VoIP Security: Shit or Get Off the POTS
by Reid
Voice over IP (VoIP) deployments are growing in popularity.
Some of this is cost-based (cheaper long distance and local dial tone) and some of this is feature based (unified communications, advanced desktop integration, phones with blinky lights).
As these networks grow they become more open to attack. Depending on implementation there are different risks involved. End-to-end providers who provide both physical circuits and voice/data services may for example decide to implement a private network, making them the connection to the PSTN and keeping all of their customer IP devices behind private subnets.
Other VoIP providers do not have access to or control over physical circuits, and have to run services over public IP networks and implement other security precautions. All of these systems come with tradeoffs from a business and security sense. The purpose of this article is to help define and specify some of the risks involved and explain some of the publicly available tools which can be used to explore the security of these networks.
Please keep in mind I said explore, not exploit. Denial-of-service and toll fraud will still land your ass in jail. Just because you can Google about how to use a tool doesn't make it legal. That said, let's explore some of the risks involved.

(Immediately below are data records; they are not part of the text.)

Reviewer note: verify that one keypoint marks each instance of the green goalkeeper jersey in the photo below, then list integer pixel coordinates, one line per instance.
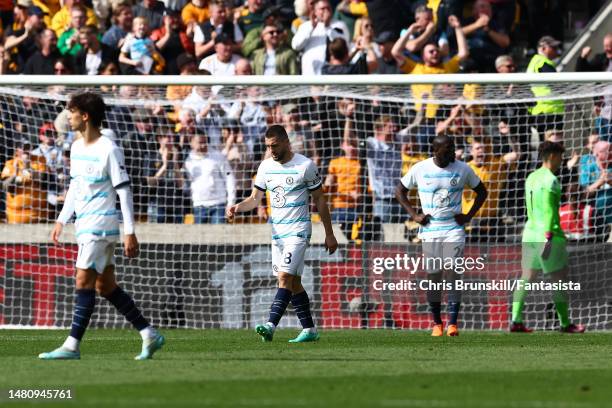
(542, 198)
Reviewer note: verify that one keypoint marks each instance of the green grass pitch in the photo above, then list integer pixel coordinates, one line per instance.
(348, 368)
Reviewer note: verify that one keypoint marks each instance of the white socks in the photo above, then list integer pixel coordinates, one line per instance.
(148, 333)
(71, 344)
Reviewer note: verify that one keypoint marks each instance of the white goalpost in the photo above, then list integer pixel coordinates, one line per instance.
(363, 132)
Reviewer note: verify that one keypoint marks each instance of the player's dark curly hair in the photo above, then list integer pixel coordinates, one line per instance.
(547, 148)
(277, 131)
(90, 103)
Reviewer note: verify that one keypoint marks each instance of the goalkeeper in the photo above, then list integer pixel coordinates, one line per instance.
(544, 243)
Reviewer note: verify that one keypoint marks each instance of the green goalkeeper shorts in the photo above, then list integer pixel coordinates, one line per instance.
(532, 256)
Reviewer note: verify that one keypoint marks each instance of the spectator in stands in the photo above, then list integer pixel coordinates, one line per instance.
(171, 41)
(486, 34)
(546, 114)
(21, 179)
(20, 42)
(186, 65)
(312, 36)
(341, 63)
(386, 63)
(243, 67)
(152, 10)
(137, 145)
(93, 54)
(300, 139)
(390, 15)
(212, 182)
(545, 18)
(424, 31)
(252, 17)
(343, 186)
(122, 26)
(576, 216)
(164, 180)
(42, 61)
(432, 64)
(68, 43)
(493, 170)
(303, 10)
(4, 57)
(138, 53)
(195, 12)
(62, 19)
(237, 154)
(254, 40)
(184, 130)
(253, 116)
(364, 35)
(274, 58)
(596, 180)
(223, 61)
(600, 62)
(504, 64)
(351, 12)
(384, 165)
(206, 32)
(602, 110)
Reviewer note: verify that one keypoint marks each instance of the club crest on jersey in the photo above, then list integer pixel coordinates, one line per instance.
(441, 198)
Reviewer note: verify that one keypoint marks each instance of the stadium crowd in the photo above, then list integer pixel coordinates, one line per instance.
(191, 159)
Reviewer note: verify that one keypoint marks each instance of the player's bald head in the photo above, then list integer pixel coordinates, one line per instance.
(443, 148)
(441, 140)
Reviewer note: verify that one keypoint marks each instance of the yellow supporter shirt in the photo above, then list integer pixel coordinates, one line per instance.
(493, 175)
(192, 13)
(346, 171)
(50, 8)
(27, 202)
(61, 20)
(420, 92)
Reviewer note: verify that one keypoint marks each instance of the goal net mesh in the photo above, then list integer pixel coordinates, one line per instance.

Most of what will be covered in this article will be Session Initiation Protocol (SIP) related. This article presumes you have some basic understanding of telephone and data networks.
Denial-of-Service - SIP Flooding
Type: Technical Risk, serious impact to service providers and customer networks.
One basic methodology of attack in a SIP-based environment is to spoof the IP address of the SIP server, Session Border Controller (SBC), SIP proxy, or other registrar, then send a flood of SIP BYE messages to the Customer-Premise Equipment (CPE).
This effectively signals to the endpoint that a call has ended. In a poorly implemented SIP stack this can cause calls to be disconnected, may cause a stack overflow, or may even cause a kernel level error in the OS.
At the very least it will use limited system resources determining what is and is not a valid BYE message for the endpoint. The same can be done by sending a flood of SIP INVITE or REGISTER messages to the endpoints.
This operates with the same principles of a SYN flood attack. An attacker can use a tool like SIPp (sipp.sourceforge.net) to create a flood of SIP traffic or a tool like SIP Bomber (www.metalinkltd.com) or INVITE Flooder (www.hackingexposedvoip.com/sec_tools.html) can accomplish these. (The Hacking Exposed: VoIP tools require the hack_library files to compile.)
Tools vary depending on your environment of choice and your level of expertise. They can range from tools that a basic kiddie scripter can run to frameworks that you have to implement (Metasploit anyone?) to tools that you write yourself based on the existing open code.
Toll Fraud
Type: Business Risk, serious impact to service providers and requires customers whose VoIP service accounts have been abused to spend lots of time explaining that they didn't make all those 1-900 calls and that your family business really doesn't know anybody who you'd talk to in Kuala Lumpur for 8000 minutes a month.
Using your packet sniffer of choice (I like Wireshark [a.k.a. Ethereal], but take your pick - Cain & Able is great too) you can collect a great deal of information about the VoIP accounts that are running at a site.
Let's say for example that Company XYZ is working with an Internet based VoIP provider running SIP trunks over the Internet. By monitoring the traffic that passes between their IP voice system (an IP PBX for example) and the service provider, I can capture packets that contain their SIP accounts and (very likely) passwords.
With these credentials I can register my own SIP devices and as far as that VoIP provider is concerned, I'm Company XYZ. Every time I place a call, Company XYZ gets billed. The same principle holds whether it's a SIP trunk going to an IP PBX or a SIP user for an individual phone.
That same account can be effectively cloned as many times as the VoIP provider permits (you can often limit the number of registrations in one or another fashion at different points in a network).
Tools like Wireshark to capture data and AuthTool or Registration Hijacker (www.hackingexposedvoip.com/sec_tools.html) or SIPcrack (remote-exploit.org/codes_sipcrack.html) to extract SIP credentials can be used to obtain this information.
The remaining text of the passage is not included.